[dbghelp 4/10] Rewrite much of the symbol lookup method to work with Optimized PDB files as well

Jason Green jave27 at gmail.com
Tue Jan 22 12:25:41 CST 2008


Re-responses from Eric van Beurden:

> hmm I still don't get how, in a generic way symbols could overlap
> the only think I could come up with if when static functions get
> automatically inlined by the compiler, but that's rather a different
> story (as I'd suspect the inlined function to be a single memory range
> within a container => and in that case returning the shortest matching
> symbol should be fine is there an existing exe/pdb file available for
> further testings


in testing with one of our projects, i was seeing symbols lookups fail
85-90% of the time with the initial versions of dbghelp.  The PDB
files that were being used were generated along with the release build
of the project (it was a C++ project as well).  On further
investigation i found that the lookups were failing because many
symbol addresses and ranges were overlapping.  This seemed to occur on
even unrelated objects and symbols.  I would suspect it was the result
of the optimizations the compiler performed.

I was able to generate PDBs that exhibited this behaviour with every
test app i built under Visual Studio (v7.1 and 8.0Express); even apps
that were only 25 lines long.  Since it was very repeatable and the
project in question would always be using PDBs generated from
optimized release builds i decided to change the symbol lookup method
to take the range into account and to be able to store a sublist of
all symbols whose addresses fall into the same range (15-25% of the
lookups still failed with just the range addition).



> hmm still not sure it's the correct explanation... the 928k value is not
> that clear (and doesn't explain the impact of the order)
> I'd rather fear something like windbg mmaps the first meg of minidump
> upfront, and expects to get most the relevant information (the 5 listed
> streams, potentially header and data, in that mapping)... memory is
> likely to be used differently by another memory mapping, hence getting
> around the 1meg barrier (that's still needs to be further tested anyway)
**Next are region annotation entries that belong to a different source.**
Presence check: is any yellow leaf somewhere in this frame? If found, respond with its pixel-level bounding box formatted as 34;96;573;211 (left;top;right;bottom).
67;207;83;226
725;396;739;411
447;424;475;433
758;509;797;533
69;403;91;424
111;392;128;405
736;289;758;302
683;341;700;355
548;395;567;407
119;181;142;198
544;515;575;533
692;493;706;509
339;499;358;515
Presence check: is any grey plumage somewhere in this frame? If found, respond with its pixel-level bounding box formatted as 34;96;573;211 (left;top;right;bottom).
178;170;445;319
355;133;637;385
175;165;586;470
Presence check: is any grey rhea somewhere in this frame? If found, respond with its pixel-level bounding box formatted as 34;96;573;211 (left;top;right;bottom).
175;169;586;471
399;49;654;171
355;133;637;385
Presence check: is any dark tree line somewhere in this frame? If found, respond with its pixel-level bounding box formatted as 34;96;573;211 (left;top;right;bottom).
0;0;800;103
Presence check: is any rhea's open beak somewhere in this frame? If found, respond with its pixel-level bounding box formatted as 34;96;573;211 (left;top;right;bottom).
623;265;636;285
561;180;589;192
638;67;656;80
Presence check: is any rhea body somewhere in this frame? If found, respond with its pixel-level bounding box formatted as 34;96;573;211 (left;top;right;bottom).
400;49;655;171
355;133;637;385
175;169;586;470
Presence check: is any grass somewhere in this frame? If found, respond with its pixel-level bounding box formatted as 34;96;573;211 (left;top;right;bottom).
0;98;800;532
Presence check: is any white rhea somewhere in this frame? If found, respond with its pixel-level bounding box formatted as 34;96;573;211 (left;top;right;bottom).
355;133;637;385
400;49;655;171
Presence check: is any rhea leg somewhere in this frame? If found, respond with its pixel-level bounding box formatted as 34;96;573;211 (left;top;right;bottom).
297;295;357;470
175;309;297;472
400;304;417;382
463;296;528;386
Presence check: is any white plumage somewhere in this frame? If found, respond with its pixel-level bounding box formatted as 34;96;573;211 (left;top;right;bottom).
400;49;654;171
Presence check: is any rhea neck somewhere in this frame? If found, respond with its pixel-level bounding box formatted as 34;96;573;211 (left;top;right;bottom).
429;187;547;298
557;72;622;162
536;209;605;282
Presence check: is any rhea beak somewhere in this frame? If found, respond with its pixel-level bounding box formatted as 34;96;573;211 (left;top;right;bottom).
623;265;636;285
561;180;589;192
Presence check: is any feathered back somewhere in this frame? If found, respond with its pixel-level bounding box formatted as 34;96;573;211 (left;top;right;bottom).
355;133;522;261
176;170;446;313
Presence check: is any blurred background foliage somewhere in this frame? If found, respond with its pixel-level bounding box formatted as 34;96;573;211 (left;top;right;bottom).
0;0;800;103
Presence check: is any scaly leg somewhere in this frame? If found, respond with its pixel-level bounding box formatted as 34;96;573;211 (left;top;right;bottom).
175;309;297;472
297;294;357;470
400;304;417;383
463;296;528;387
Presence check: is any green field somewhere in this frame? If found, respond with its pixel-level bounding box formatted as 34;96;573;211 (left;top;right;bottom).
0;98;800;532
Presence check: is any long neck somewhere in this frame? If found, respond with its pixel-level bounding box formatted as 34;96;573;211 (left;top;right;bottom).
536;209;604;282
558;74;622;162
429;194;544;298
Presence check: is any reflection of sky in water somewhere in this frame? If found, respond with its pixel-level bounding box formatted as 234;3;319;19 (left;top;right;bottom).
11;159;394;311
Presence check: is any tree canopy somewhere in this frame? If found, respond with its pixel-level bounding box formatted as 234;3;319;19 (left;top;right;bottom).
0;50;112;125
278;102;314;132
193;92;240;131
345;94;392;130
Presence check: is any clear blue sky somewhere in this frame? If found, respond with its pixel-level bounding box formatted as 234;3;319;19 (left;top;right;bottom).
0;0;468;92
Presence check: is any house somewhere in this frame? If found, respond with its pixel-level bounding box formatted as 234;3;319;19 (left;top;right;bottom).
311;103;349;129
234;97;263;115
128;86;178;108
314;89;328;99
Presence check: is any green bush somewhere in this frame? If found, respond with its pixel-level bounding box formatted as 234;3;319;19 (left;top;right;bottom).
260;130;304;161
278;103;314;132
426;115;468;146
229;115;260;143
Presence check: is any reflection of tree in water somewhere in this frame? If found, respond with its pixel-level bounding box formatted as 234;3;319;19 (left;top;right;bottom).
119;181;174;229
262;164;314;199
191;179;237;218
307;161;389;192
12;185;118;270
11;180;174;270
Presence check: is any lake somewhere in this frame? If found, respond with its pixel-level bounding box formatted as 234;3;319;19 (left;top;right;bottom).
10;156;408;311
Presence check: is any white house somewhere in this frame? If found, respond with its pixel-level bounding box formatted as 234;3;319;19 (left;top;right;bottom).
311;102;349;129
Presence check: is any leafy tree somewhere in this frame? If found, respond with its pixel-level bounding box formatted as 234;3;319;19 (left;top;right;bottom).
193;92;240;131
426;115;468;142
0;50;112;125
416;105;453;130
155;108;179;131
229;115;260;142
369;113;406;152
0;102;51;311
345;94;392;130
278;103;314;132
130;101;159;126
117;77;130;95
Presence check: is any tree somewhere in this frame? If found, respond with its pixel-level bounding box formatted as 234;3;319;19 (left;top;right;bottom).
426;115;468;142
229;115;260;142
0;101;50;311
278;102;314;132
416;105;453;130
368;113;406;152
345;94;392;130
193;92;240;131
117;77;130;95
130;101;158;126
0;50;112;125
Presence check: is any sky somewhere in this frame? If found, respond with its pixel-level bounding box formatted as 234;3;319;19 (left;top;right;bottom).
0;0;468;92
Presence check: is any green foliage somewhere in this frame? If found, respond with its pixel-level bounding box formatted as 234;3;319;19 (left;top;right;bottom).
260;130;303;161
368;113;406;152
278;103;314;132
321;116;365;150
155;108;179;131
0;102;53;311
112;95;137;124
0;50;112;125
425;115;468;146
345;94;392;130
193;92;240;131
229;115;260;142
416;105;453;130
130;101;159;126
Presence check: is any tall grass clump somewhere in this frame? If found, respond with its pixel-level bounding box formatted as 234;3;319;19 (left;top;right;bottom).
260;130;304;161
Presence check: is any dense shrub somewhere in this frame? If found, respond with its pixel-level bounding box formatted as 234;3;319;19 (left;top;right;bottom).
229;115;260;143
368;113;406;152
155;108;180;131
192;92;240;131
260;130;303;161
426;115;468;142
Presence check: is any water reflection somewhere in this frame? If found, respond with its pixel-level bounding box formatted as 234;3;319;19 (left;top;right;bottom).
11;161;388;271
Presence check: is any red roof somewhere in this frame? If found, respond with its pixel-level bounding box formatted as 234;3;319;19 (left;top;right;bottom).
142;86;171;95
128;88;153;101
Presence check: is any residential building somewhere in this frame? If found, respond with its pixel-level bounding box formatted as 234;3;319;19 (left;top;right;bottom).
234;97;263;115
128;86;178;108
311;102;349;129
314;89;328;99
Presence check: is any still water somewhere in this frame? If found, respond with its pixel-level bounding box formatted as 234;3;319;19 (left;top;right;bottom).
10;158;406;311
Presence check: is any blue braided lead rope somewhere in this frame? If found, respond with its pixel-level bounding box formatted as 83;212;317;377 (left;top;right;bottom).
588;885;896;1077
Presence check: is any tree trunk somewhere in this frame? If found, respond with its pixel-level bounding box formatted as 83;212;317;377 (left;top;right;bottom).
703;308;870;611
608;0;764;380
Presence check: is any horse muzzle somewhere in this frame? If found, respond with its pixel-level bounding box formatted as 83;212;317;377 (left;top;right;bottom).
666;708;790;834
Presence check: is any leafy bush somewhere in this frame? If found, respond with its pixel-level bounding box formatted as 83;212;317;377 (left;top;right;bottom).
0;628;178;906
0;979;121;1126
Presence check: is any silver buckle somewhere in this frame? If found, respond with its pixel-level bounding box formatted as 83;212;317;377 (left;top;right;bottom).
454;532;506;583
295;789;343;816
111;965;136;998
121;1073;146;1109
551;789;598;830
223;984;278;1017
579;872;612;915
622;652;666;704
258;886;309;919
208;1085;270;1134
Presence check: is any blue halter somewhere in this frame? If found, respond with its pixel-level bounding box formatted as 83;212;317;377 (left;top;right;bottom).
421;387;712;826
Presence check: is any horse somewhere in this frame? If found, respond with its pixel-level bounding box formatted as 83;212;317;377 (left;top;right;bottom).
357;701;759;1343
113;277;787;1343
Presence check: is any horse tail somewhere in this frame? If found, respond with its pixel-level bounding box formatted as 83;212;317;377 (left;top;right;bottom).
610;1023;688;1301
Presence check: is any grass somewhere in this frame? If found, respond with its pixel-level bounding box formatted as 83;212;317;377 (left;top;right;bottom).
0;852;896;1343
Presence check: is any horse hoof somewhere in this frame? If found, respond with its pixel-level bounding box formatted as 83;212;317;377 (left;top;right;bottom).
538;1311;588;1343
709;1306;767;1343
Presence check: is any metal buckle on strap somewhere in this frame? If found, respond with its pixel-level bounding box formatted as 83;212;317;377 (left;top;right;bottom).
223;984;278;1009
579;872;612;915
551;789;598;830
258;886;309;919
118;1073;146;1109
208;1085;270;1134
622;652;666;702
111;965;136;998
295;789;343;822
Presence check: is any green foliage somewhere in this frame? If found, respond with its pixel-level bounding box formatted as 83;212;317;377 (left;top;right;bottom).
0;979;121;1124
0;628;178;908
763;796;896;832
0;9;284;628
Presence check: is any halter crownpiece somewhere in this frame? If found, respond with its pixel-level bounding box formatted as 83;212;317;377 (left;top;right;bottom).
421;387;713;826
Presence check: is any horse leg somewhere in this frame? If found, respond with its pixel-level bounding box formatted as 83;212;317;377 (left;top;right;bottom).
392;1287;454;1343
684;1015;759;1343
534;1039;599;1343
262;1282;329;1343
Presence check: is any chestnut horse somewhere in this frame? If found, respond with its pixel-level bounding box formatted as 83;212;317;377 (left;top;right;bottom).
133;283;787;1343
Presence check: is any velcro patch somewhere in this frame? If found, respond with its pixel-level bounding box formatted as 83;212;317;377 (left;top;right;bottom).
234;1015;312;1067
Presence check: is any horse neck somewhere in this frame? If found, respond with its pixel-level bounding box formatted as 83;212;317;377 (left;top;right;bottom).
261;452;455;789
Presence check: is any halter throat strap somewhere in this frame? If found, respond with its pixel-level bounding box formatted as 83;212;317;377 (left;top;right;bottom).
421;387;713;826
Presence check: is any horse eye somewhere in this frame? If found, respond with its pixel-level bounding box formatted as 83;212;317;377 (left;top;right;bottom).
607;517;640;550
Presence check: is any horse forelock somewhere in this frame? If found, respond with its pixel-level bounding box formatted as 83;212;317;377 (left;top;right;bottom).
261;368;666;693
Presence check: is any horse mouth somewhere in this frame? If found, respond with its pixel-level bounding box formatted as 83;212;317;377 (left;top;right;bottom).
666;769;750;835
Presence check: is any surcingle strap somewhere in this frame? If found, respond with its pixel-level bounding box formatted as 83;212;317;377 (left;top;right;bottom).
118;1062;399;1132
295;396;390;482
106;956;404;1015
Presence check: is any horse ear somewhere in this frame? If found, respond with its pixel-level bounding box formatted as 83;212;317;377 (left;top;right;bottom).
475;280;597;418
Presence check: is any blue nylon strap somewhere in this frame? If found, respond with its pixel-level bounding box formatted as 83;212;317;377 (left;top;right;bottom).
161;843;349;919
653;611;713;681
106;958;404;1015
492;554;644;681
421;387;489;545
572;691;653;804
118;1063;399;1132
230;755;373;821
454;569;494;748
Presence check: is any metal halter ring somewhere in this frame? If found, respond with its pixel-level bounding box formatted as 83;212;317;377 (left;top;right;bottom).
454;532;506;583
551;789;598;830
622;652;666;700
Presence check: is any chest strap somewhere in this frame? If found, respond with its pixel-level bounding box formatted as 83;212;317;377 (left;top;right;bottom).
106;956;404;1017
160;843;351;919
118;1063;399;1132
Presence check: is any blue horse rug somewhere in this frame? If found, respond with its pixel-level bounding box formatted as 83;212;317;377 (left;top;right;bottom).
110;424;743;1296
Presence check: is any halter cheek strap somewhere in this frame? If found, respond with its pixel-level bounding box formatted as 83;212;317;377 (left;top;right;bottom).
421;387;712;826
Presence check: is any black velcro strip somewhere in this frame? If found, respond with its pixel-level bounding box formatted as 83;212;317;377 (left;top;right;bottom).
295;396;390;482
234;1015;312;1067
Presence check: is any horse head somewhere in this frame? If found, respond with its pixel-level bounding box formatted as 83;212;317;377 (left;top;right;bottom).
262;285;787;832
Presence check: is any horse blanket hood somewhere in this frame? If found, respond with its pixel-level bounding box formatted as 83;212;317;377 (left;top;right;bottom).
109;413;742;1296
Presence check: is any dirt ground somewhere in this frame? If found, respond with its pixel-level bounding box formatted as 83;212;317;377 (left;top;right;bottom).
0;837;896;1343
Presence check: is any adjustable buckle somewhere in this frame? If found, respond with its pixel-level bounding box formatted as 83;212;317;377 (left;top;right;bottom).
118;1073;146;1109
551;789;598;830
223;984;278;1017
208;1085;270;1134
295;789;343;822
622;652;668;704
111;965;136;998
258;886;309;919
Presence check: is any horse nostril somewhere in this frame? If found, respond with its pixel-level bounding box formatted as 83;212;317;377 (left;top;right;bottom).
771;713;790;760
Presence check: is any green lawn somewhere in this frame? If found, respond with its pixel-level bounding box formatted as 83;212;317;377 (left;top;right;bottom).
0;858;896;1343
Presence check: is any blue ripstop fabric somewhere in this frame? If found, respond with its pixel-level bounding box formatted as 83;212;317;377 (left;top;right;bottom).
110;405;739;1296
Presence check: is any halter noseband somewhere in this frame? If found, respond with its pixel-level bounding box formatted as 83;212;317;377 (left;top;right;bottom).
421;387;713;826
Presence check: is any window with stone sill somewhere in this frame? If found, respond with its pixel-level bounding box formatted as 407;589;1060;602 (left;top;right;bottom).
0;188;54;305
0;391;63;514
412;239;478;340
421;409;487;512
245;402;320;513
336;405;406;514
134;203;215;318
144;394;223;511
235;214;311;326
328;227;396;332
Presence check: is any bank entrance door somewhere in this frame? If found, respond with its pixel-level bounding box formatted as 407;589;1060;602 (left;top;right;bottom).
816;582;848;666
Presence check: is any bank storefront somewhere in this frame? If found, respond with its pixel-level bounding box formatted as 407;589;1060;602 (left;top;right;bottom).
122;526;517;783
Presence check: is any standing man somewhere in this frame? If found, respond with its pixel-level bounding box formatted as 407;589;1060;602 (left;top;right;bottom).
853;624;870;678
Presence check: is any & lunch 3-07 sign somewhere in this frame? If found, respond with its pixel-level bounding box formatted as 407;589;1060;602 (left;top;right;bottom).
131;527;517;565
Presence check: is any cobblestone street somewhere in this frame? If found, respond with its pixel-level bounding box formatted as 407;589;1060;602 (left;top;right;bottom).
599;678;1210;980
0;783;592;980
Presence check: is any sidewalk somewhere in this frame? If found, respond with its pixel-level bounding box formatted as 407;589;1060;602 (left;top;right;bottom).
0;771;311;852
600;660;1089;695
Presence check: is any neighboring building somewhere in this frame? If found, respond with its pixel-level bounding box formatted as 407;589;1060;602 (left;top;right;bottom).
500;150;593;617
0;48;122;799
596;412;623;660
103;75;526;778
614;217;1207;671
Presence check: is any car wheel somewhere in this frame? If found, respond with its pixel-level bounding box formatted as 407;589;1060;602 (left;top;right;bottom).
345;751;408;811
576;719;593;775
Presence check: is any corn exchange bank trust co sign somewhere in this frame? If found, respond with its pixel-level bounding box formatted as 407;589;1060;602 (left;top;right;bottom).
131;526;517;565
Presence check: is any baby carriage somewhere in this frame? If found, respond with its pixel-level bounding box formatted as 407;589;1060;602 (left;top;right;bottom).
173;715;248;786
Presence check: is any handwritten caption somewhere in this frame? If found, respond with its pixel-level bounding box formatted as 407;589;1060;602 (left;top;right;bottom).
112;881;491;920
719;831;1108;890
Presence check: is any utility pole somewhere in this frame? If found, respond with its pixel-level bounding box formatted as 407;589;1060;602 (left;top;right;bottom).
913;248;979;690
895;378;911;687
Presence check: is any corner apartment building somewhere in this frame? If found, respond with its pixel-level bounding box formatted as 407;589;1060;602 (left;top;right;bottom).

Sorry, i don't think i explained it properly last time.  The 928kb
stream limiting change was incorrect and should be ignored now.
It very well could be that windbg only mmaps the first 1MB of the file
in an effort to find the SystemInfoStream information (and some
others).  The issue arose when we were performing a minidump that
included a thread with an invalid ESP and EBP value in its Context
struct.  This resulted in us dumping the whole stack buffer (~1.14MB)
for that thread instead of just the used area.  Windbg refused to open
the minidump after that.  It complained that the SystemInfoStream
could not be found (as it came after the MemoryListStream data in the
file).

The stream reordering was done for a couple of reasons:
- to put the smaller, fixed size, standard streams first in the file
where windbg seemed to want them
- to better match the stream ordering that native dbghelp wrote its
minidump files in.

The stream ordering still isn't identical because native does things
such as coalesce all strings into the same area of the minidump file
(instead of putting each string immediately after the stream they
belong to), and group stream data and non-stream data together.